Dougie reached down and picked up one of the books, catching one of the candles in the process and dislodging it from the melted wax. He tried to stop it from falling, only succeeding in
haplessly knocking more of them loose as they rattled and rolled across the hearth. I winced as I watched him replace them awkwardly.
‘Are they in the same place you found them?’ I asked.
‘Dunno. Does it matter?’
He lifted the book and blew the dust from the jacket. It was an exercise book, its binding creaking as he opened it to examine the contents. I peered over his shoulder to get a closer look, the
yellowed pages full of curly script. The occasional blot was the only thing to spoil the neat handwriting, where a nib had leaked its ink. The odd word caught my eye, mention of Cromwell and
Charles, monarchs and monasteries.
‘A history book,’ I said.
‘Belonging to . . .’ said Dougie, clapping it shut once again so he could read the name on the cover. He squinted, holding it to the light.
‘Phyllis Carrington.’
‘Yes?’ came the sudden voice as we both turned, coming face to face with the girl in the grey pinafore as she appeared in the doorway, blocking our exit.

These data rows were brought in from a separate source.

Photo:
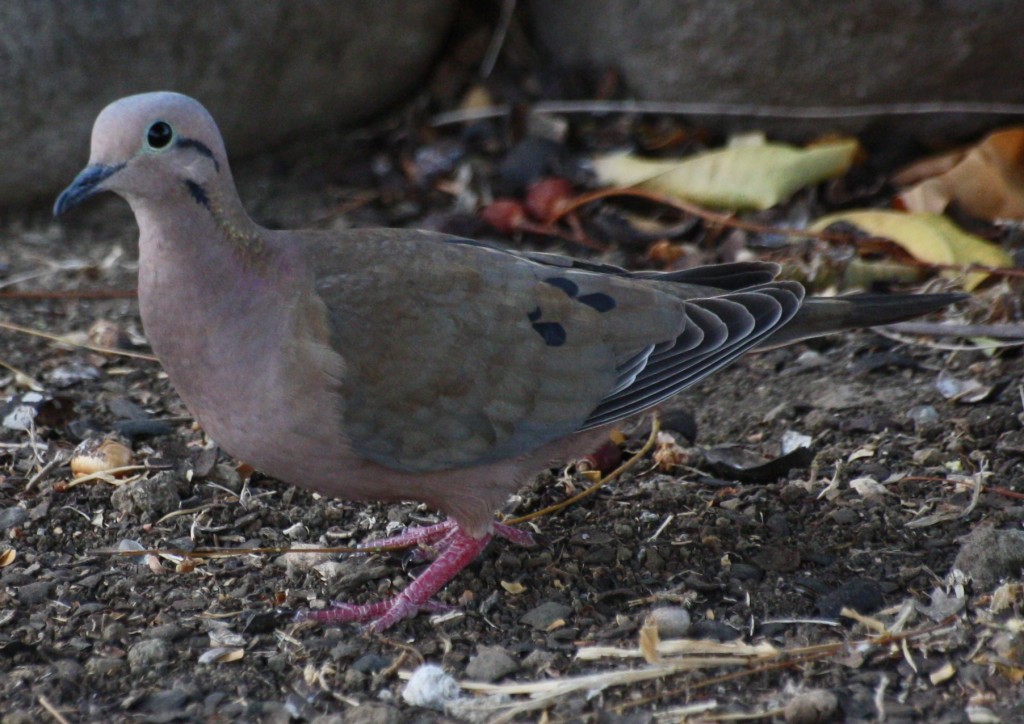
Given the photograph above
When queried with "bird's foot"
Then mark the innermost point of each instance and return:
(432, 541)
(453, 550)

Dougie was scrambling across the floor, back-pedaling into desks and tables as they clattered down upon him. I raised my hands towards the girl in the doorway, half expecting
her to unleash another mournful wail, as on our previous meeting. Instead she stepped into the room where we could see her better. Her eyes now sparkled blue, alert and aware. There was nothing
monstrous about her: whatever horror had stood on the staircase that awful evening had been replaced by this grey vision of innocence.

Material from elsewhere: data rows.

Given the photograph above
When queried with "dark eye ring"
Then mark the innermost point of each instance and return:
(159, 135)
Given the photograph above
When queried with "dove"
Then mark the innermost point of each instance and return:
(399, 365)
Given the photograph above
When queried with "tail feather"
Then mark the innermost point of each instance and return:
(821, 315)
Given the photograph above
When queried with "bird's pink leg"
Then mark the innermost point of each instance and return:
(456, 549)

‘What’s the matter with your friend?’ she asked me as Dougie stumbled backwards. ‘Is he not right in the head?’
‘Something like that,’ I replied nervously as she stepped further into the room. ‘He’s always been nervous around . . . ghosts.’

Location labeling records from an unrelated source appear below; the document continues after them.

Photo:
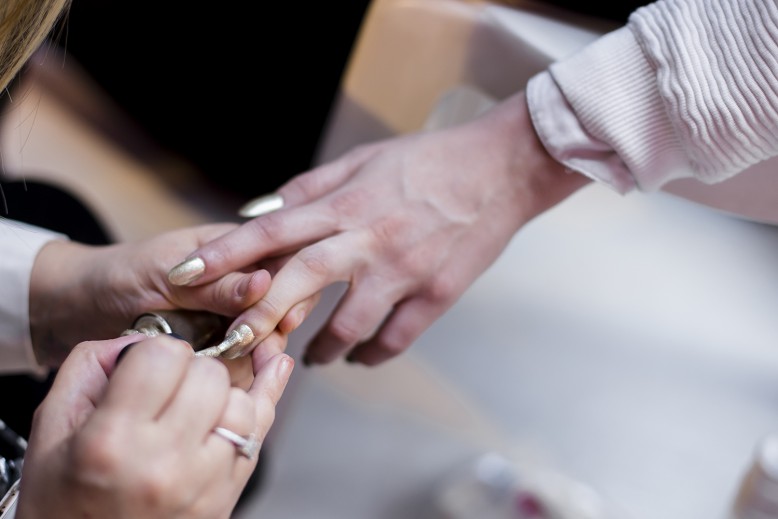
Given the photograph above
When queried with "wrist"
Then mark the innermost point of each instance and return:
(59, 295)
(540, 181)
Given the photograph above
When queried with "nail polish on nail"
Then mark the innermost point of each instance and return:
(262, 205)
(124, 352)
(186, 271)
(285, 369)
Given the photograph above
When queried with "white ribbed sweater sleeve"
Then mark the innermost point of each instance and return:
(19, 245)
(688, 88)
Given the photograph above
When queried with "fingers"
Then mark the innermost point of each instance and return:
(304, 276)
(269, 383)
(301, 221)
(238, 417)
(356, 318)
(205, 386)
(401, 329)
(144, 381)
(272, 234)
(229, 295)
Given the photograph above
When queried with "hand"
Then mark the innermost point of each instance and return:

She stopped and looked me up and down. ‘He seems all right in
your
company. Perhaps it’s girls he’s afraid of?’
‘You’ve a point there. His last encounter with the opposite sex left him looking like a shaved panda. Not a good look.’
‘For real?’ gasped Dougie as he clambered out of the jumble of tumbled furniture. ‘You’re ganging up on me with her? Need I remind you the last time we met her she almost
scared you back to life?’
I studied the girl as she watched my friend straighten himself. He was right, she’d frightened both of us witless the last time we encountered her. The girl before us bore no resemblance
to that creature.
‘Don’t you remember meeting us before?’ I asked her.
‘Yeah,’ added Dougie. ‘Why the sudden character shift? Are you schizophrenic or what?’
She stared at us both suspiciously, her brow knitted as she considered us both. Twirling a finger through one of the red ribbons that held her pale blonde hair tied up in bunches, a mischievous
smile suddenly spread across her face.
‘Oh
that
meeting? Yeah, I remember that, the two of you stumbling up the staircase like Abbott and Costello.’
‘Abbott and what?’ asked Dougie.
‘Comedians from old black-and-white movies,’ I explained. ‘My dad has a collection of them on DVD.’
‘Deevee what?’ countered the girl.
‘OK, hang on,’ I said. ‘I think we need to clear a couple of things up. Firstly, why did you wail at us when we first met one another? We didn’t come here looking for
trouble, we came searching for answers. Local superstitions said the House was haunted and for once they were right. So why the horror show?’